In recent years, biotechnological processes have gained increased interest due to their potential for high-value compound production and waste recycling. This shift towards biotechnology is driven by global challenges such as food security, climate change, and the transition to renewable resources. To address the limitations of large-scale fermentations, scale-down approaches have been recommended to minimize microbial performance losses during scale-up procedures. Computational fluid dynamics (CFD) coupled with omics-based technologies offer valuable insights into the environmental and intracellular
lifelines of cells. However, current laboratory-scale setups have certain limitations, emphasizing the need for dynamic microfluidic single-cell cultivation (dMSCC) devices. These devices enable the analysis of single-cell behavior in dynamic environments with high temporal resolution.

This thesis focuses on improving the amplitude control while maintaining temporal resolution in dMSCC devices. A new dMSCC device design was analyzed using a 2D model, which was experimentally validated. The results demonstrated that the design mechanism effectively generated concentration profiles resembling discrete and smooth lifelines, albeit with a relatively high response time (30 seconds). A mesh independence study indicated minimal deviations (2 %) in results for different mesh refinements, while complex geometric structures introduced greater variations.

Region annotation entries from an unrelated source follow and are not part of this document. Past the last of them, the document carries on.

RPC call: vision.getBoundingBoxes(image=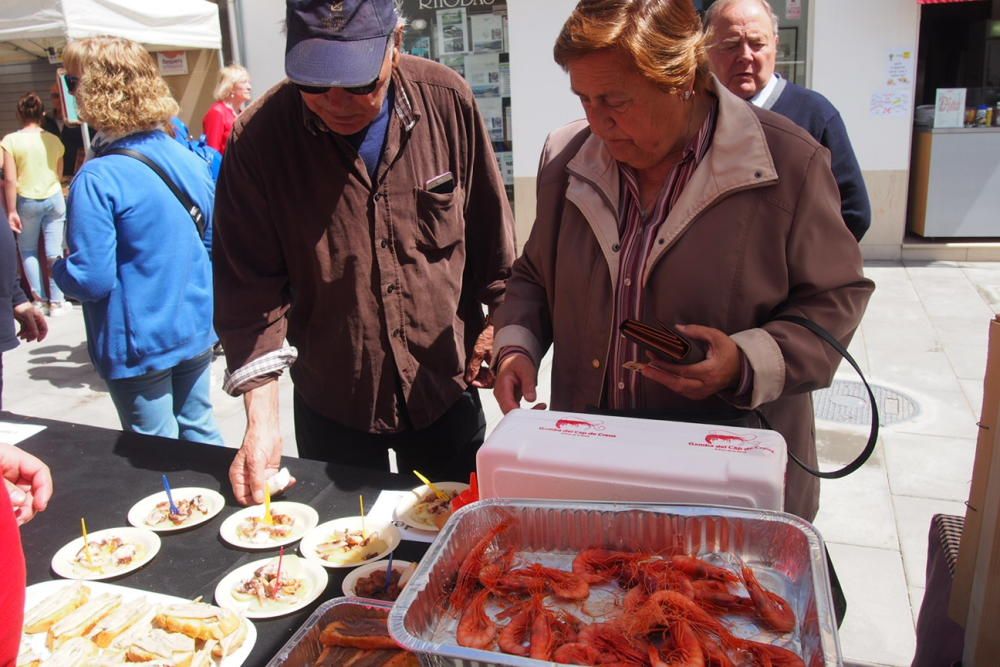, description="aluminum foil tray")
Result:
[267,598,392,667]
[389,499,843,667]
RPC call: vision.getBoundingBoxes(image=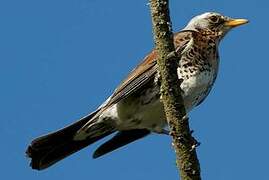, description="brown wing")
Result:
[106,50,157,106]
[103,31,194,108]
[78,31,193,133]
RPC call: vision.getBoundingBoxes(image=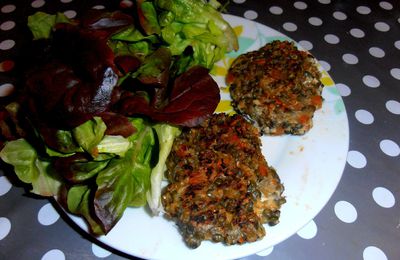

The experimental validation of the 2D COMSOL Multiphysics model highlighted discrepancies between the experimental data and model predictions, both at the outlets of the microfluidic concentration gradient generator (μCGG) and inside the chamber (RMSE=0.1-0.75; >10% of experimental data). However,
the observed trends of the concentration profiles inside the chamber were well-captured. Optimization studies were conducted based on these findings, leading to valuable conclusions. Narrowing the chamber width increased the chip’s response time. Moreover, increasing the space between μCGG outlets
as well as increasing fluid velocity inside the μCGG (while keeping the maximum velocity constant) improved gradient width. The latter approach is preferred to maintain temporal resolution. A comparison between COMSOL Multiphysics (RMSE=0.14) and Ansys Fluent (RMSE=0.15) models revealed that Ansys Fluent better captures experimental trends but has lower prediction accuracy. Further investigations involved a Design of Experiments (DoE), which indicated that the current μCGG design is suitable for fluid velocities preferably lower than 1 · 10−5 m/s and tracers with high diffusion coefficients. These conclusions provide insights into optimizing dMSCC devices and contribute to the broader understanding of mimicking microbial lifelines.